L’évolution des filières à responsabilité élargie du producteur (REP), incluse dans le projet de loi sur l’économie sociale et solidaire (ESS), progresse au niveau parlementaire. Une nouvelle version, légèrement différente, a en effet été adoptée en deuxième lecture, le 4 juin, par le Sénat.
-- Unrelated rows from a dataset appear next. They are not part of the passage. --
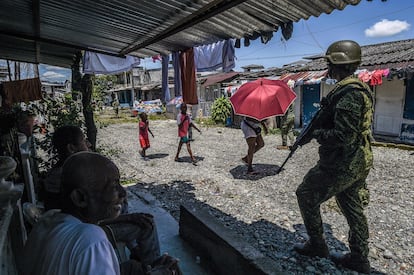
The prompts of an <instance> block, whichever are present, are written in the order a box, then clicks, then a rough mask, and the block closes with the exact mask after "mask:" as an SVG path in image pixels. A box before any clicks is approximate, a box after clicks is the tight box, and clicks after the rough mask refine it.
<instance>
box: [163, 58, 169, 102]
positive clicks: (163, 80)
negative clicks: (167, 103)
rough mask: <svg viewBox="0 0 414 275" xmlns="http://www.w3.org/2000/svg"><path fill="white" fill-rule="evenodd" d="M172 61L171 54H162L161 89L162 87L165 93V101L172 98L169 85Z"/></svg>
mask: <svg viewBox="0 0 414 275" xmlns="http://www.w3.org/2000/svg"><path fill="white" fill-rule="evenodd" d="M169 61H170V56H169V55H163V56H162V61H161V63H162V69H161V73H162V85H161V89H162V94H163V95H164V101H165V102H168V101H170V99H171V95H170V88H169V87H168V63H169Z"/></svg>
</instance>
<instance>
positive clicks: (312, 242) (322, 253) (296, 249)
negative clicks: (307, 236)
mask: <svg viewBox="0 0 414 275" xmlns="http://www.w3.org/2000/svg"><path fill="white" fill-rule="evenodd" d="M293 249H295V251H296V252H298V253H299V254H301V255H304V256H308V257H321V258H328V257H329V248H328V246H327V245H326V242H325V239H323V238H310V239H309V240H307V241H306V242H305V243H298V244H295V245H294V246H293Z"/></svg>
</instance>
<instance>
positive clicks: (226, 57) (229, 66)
mask: <svg viewBox="0 0 414 275" xmlns="http://www.w3.org/2000/svg"><path fill="white" fill-rule="evenodd" d="M235 58H236V57H235V50H234V40H233V39H229V40H226V41H225V42H224V45H223V62H222V67H223V72H225V73H228V72H230V71H231V70H232V69H234V67H236V61H235Z"/></svg>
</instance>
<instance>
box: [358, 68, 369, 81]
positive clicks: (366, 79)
mask: <svg viewBox="0 0 414 275" xmlns="http://www.w3.org/2000/svg"><path fill="white" fill-rule="evenodd" d="M358 78H359V79H360V80H361V81H362V82H368V81H369V80H370V79H371V72H369V71H368V70H362V71H360V72H359V73H358Z"/></svg>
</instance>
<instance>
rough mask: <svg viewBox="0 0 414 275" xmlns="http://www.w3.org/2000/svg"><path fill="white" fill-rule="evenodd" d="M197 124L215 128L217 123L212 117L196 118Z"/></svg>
mask: <svg viewBox="0 0 414 275" xmlns="http://www.w3.org/2000/svg"><path fill="white" fill-rule="evenodd" d="M195 121H196V123H197V124H199V125H201V126H214V125H216V122H215V121H214V120H213V119H212V118H210V117H203V118H196V119H195Z"/></svg>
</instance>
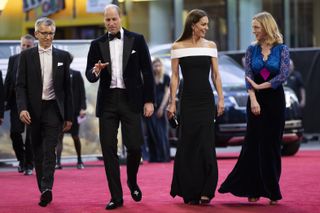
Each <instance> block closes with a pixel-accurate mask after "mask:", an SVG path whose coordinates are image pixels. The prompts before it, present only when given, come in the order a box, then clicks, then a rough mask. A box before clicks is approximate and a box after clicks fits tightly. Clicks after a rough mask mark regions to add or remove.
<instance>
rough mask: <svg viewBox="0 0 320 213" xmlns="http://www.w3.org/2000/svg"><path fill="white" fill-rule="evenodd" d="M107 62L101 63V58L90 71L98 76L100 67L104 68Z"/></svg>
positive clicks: (103, 68)
mask: <svg viewBox="0 0 320 213" xmlns="http://www.w3.org/2000/svg"><path fill="white" fill-rule="evenodd" d="M108 64H109V63H108V62H106V63H101V60H99V61H98V63H96V64H95V65H94V67H93V70H92V72H93V73H94V74H95V76H99V75H100V72H101V70H102V69H104V68H105V67H106V66H107V65H108Z"/></svg>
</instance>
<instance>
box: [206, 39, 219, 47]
mask: <svg viewBox="0 0 320 213" xmlns="http://www.w3.org/2000/svg"><path fill="white" fill-rule="evenodd" d="M205 46H206V47H208V48H217V45H216V43H215V42H214V41H210V40H206V41H205Z"/></svg>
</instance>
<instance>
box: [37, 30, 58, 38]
mask: <svg viewBox="0 0 320 213" xmlns="http://www.w3.org/2000/svg"><path fill="white" fill-rule="evenodd" d="M37 32H38V33H40V34H41V35H43V36H45V37H47V36H54V32H41V31H37Z"/></svg>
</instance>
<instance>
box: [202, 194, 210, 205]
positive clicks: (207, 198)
mask: <svg viewBox="0 0 320 213" xmlns="http://www.w3.org/2000/svg"><path fill="white" fill-rule="evenodd" d="M210 201H211V200H210V199H209V197H207V196H201V198H200V204H204V205H206V204H209V203H210Z"/></svg>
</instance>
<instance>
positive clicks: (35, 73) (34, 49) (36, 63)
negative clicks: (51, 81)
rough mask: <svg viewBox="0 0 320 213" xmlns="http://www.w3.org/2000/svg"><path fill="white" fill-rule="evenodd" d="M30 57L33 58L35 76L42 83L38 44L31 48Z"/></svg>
mask: <svg viewBox="0 0 320 213" xmlns="http://www.w3.org/2000/svg"><path fill="white" fill-rule="evenodd" d="M32 59H33V60H34V66H35V69H34V70H36V72H37V73H35V74H36V76H37V77H38V78H39V81H40V82H41V85H42V73H41V63H40V56H39V48H38V46H37V47H36V48H34V49H33V52H32Z"/></svg>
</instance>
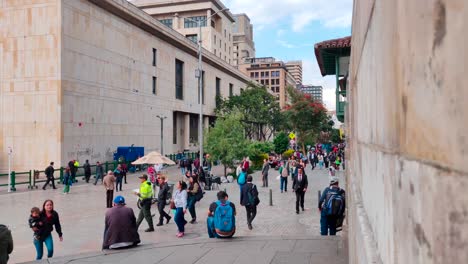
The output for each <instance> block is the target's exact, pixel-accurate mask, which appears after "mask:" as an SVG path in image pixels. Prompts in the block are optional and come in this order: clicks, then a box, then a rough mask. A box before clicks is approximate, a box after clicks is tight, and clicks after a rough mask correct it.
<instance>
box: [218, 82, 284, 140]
mask: <svg viewBox="0 0 468 264" xmlns="http://www.w3.org/2000/svg"><path fill="white" fill-rule="evenodd" d="M235 112H239V113H241V114H242V120H241V121H242V124H243V126H244V128H245V136H246V137H247V138H248V139H250V140H252V139H258V140H262V141H266V140H269V139H270V138H271V136H272V135H273V134H274V133H275V132H276V131H278V130H279V129H280V128H281V127H282V124H283V123H284V118H283V115H282V113H281V109H280V107H279V104H278V102H277V101H276V99H275V97H274V96H273V95H271V94H270V93H269V92H268V91H267V89H266V88H265V87H263V86H258V85H256V84H254V83H250V84H249V85H248V86H247V87H246V89H245V90H243V91H242V92H241V94H240V95H234V96H231V97H229V98H226V99H222V98H219V100H218V101H217V107H216V113H217V115H218V116H225V115H229V114H231V113H235Z"/></svg>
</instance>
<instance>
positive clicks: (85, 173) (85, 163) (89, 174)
mask: <svg viewBox="0 0 468 264" xmlns="http://www.w3.org/2000/svg"><path fill="white" fill-rule="evenodd" d="M83 169H84V171H85V180H86V183H89V178H91V165H90V164H89V160H86V161H85V164H84V165H83Z"/></svg>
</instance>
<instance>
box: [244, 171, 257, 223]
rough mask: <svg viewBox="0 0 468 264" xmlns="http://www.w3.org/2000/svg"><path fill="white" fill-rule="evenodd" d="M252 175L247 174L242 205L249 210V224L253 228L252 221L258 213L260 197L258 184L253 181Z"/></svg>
mask: <svg viewBox="0 0 468 264" xmlns="http://www.w3.org/2000/svg"><path fill="white" fill-rule="evenodd" d="M252 180H253V178H252V175H249V176H247V183H246V184H245V185H244V186H243V187H242V193H241V200H240V201H241V205H242V206H245V210H246V212H247V226H248V227H249V229H250V230H252V228H253V227H252V222H253V220H254V219H255V216H256V215H257V205H258V204H259V203H260V199H259V198H258V190H257V186H255V184H253V183H252Z"/></svg>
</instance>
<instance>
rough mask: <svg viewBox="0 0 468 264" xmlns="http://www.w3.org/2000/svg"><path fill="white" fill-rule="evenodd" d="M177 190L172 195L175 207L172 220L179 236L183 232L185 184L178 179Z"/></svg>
mask: <svg viewBox="0 0 468 264" xmlns="http://www.w3.org/2000/svg"><path fill="white" fill-rule="evenodd" d="M176 188H177V190H176V191H175V192H174V194H173V195H172V202H173V203H174V207H175V210H176V212H175V215H174V222H175V223H176V225H177V229H178V231H179V232H178V233H177V237H179V238H181V237H183V236H184V234H185V225H186V224H187V221H185V218H184V214H185V213H186V212H187V191H186V189H187V184H186V183H185V182H184V181H178V182H177V185H176Z"/></svg>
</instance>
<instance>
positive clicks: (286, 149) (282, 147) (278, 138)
mask: <svg viewBox="0 0 468 264" xmlns="http://www.w3.org/2000/svg"><path fill="white" fill-rule="evenodd" d="M273 144H274V145H275V152H276V153H278V154H281V153H283V152H285V151H286V150H287V149H288V146H289V138H288V135H286V133H284V132H280V133H278V135H276V137H275V139H273Z"/></svg>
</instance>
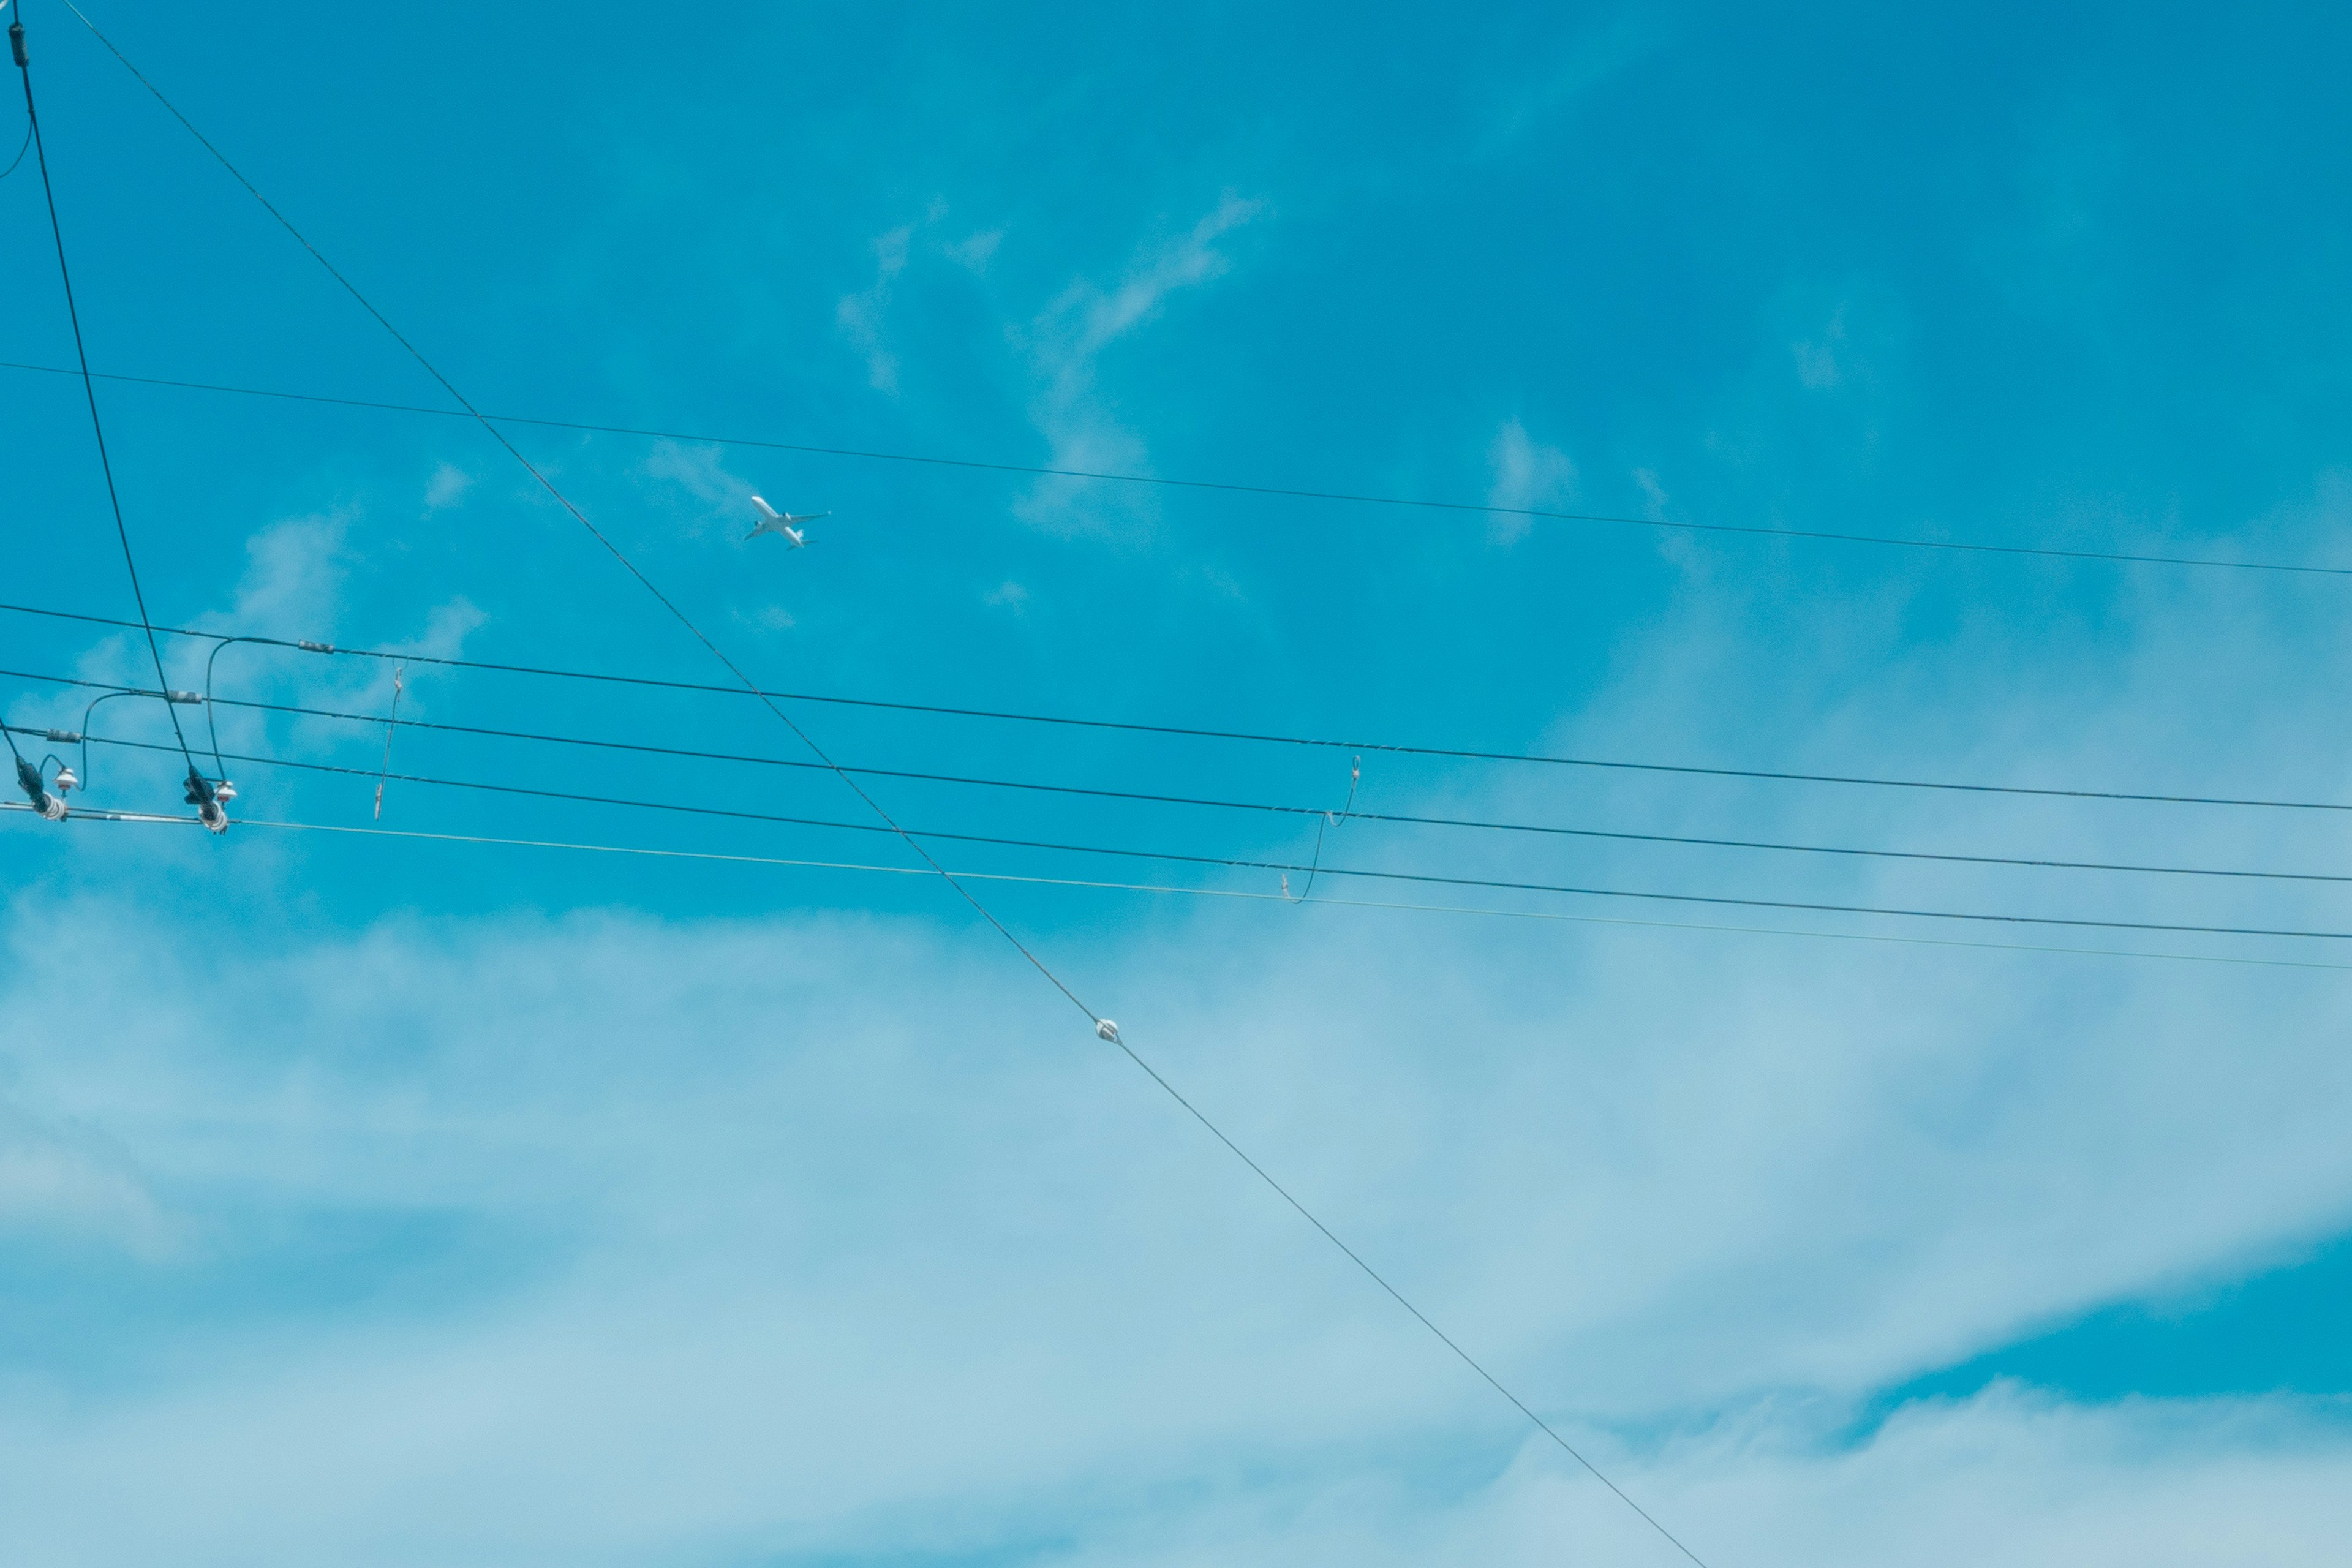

Attendue dans le projet de loi sur la transition énergétique (volet dédié à l’économie circulaire) qui sera présenté le 11 juin par le ministère de l’écologie, l’évolution des filières REP a créé la surprise en étant insérée, par des amendements, au projet de loi sur l’ESS. Si certaines filières comme les textiles usagés ou les déchets d’équipements électriques et électroniques (DEEE) ont vu émerger des entreprises d’insertion, leur recours est loin d’être généralisé.

 

Les nouvelles dispositions concernant les éco-organismes forment toujours le titre VII du projet de loi (art. 49 et suivants). La prévention est confirmée comme l’une des nouvelles missions de toutes les filières, au même titre que la gestion des déchets. Elle sera donc incluse dans chaque cahier des charges. Mais pour ne pas rester une coquille vide, elle devra faire l’objet d’objectifs précis, comme pourrait les instaurer la nouvelle directive-cadre européenne sur les déchets.

 

Un changement du côté de la sensibilisation: seul le lancement d’une campagne de communication grand public nationale devra obtenir l’avis de l’instance représentative de la filière (et non plus toute opération de communication).

 

Les sénateurs ont ajouté que la contribution financière aux opérations de communication inter-filières, menées par les pouvoirs publics, verra son montant, son plafond et ses modalités de recouvrement déterminés dans le cahier des charges des éco-organismes.

 

Enfin, les sénateurs ont avalisé la création d’un éco-organisme pour la filière des pneus usagés, qui devra être opérationnel au plus tard le 1er janvier 2020.

 

Adopté le 20 mai par l’Assemblée nationale, et le 4 juin par le Sénat, le projet de loi sur l’ESS doit encore faire l’objet d’une deuxième lecture, prévue le 3 juillet par la chambre basse.